Trump administration prohibits DACA recipients from coronavirus relief aid
April 21, 2020
U.S. Education Department officials barred undocumented students from accessing emergency federal aid distributed for critical expenses such as food, housing and child care.
In March, Congress authorized a $2 trillion coronavirus economic rescue package, which included a pledge of $6 billion to U.S. colleges to counteract academic disruptions stemming from the novel coronavirus COVID-19 pandemic.
However, Education Department officials issued an order Tuesday limiting access to the relief money to students who qualify for federal financial aid, which includes U.S. citizens and select legal permanent residents.
Undocumented students and recipients of the Obama-era Deferred Action for Childhood Arrivals program do not qualify for cash assistance, despite DACA recipients residing under work authorizations and deportation protections.
The DACA program safeguards undocumented men and women who either illegally migrated to the United States as children or overstayed their visas. The program’s fate is currently up for consideration, with a Supreme Court decision expected in June.
Delays in the arrival of the Education Department’s $6 billion relief remains a point of contention between university leadership and federal officials, who traded accusations about delays in the arrival of the cash assistance.
DeVos aids cite the language of the Coronavirus Aid, Relief, and Economic Security (CARES) Act as reason to exclude DACA recipients from benefits.

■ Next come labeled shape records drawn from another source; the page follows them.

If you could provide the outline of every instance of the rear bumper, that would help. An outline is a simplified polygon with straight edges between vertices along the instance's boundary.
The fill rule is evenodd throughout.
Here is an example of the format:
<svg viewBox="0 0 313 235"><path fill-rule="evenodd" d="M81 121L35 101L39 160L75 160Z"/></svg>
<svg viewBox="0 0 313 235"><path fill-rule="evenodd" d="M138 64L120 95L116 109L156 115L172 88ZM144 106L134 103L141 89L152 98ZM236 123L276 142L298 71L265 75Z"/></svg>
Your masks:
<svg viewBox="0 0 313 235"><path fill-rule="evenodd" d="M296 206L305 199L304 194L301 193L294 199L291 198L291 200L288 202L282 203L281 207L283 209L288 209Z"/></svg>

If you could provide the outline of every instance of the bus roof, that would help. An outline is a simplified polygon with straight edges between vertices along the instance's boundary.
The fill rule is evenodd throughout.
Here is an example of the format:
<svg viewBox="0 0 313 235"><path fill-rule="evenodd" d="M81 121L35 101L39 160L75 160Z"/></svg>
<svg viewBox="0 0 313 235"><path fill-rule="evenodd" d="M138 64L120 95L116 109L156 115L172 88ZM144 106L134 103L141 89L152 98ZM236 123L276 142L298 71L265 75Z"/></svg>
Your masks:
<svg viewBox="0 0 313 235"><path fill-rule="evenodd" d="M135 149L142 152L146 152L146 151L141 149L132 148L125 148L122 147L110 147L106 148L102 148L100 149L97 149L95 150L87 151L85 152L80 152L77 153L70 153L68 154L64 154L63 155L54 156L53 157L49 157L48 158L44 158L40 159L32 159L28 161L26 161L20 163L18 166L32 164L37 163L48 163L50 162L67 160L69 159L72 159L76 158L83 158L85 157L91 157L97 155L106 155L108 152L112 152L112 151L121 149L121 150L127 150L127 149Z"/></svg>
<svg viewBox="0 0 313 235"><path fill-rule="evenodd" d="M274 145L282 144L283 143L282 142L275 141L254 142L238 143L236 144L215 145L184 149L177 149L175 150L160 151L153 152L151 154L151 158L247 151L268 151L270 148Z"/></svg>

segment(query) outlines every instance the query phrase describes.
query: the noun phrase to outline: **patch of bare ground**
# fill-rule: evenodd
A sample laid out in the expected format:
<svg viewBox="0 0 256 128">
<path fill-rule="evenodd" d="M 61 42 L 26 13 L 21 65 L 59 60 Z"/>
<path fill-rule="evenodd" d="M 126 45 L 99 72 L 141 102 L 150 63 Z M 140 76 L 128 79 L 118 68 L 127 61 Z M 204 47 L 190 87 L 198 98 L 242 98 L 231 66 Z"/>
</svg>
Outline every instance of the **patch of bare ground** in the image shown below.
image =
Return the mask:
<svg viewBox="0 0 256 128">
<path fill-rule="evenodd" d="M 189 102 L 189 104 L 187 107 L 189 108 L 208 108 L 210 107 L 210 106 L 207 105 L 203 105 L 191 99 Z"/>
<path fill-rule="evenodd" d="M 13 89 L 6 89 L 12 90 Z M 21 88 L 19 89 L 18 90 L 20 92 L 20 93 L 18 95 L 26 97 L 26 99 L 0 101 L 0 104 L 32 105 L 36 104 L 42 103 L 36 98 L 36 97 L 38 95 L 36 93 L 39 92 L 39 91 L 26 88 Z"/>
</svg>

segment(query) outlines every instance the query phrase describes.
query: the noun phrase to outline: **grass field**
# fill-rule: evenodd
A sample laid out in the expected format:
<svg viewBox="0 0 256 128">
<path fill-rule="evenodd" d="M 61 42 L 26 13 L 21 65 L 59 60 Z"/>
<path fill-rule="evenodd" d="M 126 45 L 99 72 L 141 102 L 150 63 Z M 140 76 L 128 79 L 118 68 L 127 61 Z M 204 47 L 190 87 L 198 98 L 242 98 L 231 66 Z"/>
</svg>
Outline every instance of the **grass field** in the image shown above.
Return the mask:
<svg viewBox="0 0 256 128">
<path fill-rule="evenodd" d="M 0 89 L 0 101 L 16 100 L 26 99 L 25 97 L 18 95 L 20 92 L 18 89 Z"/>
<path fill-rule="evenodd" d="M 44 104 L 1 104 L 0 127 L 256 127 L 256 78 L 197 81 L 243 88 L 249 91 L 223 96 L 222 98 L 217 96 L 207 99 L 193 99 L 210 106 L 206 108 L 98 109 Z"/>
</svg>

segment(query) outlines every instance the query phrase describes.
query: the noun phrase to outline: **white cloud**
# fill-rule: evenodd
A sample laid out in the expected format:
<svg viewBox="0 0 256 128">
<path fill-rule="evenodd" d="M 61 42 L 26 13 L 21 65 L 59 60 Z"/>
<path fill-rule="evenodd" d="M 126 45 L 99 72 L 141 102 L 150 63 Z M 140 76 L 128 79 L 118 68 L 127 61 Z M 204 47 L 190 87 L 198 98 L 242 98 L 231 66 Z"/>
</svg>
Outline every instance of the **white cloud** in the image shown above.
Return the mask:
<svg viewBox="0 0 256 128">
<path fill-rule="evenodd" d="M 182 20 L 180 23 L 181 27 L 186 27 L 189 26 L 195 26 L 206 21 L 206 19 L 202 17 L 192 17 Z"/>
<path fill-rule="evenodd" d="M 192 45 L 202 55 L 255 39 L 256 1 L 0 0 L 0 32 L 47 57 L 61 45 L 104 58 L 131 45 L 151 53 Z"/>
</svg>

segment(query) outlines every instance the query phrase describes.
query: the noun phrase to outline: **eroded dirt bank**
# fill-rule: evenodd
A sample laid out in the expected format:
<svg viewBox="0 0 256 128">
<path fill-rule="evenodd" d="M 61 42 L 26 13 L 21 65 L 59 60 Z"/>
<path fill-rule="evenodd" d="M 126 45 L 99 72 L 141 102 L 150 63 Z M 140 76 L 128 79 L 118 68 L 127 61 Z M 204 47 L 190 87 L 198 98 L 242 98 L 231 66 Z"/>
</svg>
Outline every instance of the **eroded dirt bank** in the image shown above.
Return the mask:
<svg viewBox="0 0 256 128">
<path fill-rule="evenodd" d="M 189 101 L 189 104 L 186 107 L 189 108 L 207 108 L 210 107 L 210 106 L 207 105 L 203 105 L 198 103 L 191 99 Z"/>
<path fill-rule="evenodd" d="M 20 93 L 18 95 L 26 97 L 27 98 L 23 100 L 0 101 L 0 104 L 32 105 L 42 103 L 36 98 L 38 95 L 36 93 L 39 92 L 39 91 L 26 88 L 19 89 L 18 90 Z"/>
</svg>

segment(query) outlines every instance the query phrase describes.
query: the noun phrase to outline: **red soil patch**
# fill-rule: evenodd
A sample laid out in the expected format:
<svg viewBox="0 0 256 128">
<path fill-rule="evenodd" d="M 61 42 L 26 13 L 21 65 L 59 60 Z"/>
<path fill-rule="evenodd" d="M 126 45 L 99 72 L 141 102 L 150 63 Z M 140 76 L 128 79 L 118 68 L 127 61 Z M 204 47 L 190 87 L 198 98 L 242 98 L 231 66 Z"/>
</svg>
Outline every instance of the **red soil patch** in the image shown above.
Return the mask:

“The CARES Act makes clear that this taxpayer funded relief fund should be targeted to U.S. citizens, which is consistently echoed throughout the law,” stated Education Department spokesperson Liz Hill
As of last week, only $6 million of the $6.28 billion allocated to American universities, or less than 1%, reached its destination. On April 9, DeVos announced her plan to “immediately distribute” the money in a way that prioritizes simplicity.
“[DeVos] prioritized releasing these funds and made it as simple as possible for schools to access them,” said Education Department spokesperson Angela Morabito.
Education Department representatives blame colleges for “dragging their feet” during the application submission process, claiming only 27% of America’s 5,000 eligible colleges submitted the required documentation as of last week.
The decision to eliminate DACA recipients and undocumented students furthers the Trump administration’s long-standing vendetta against illegal immigration. In 2019, a lawyer representing the U.S. Justice Department argued in court that sanitary products such as blankets and toothbrushes are not essential items for children detained in immigration camps.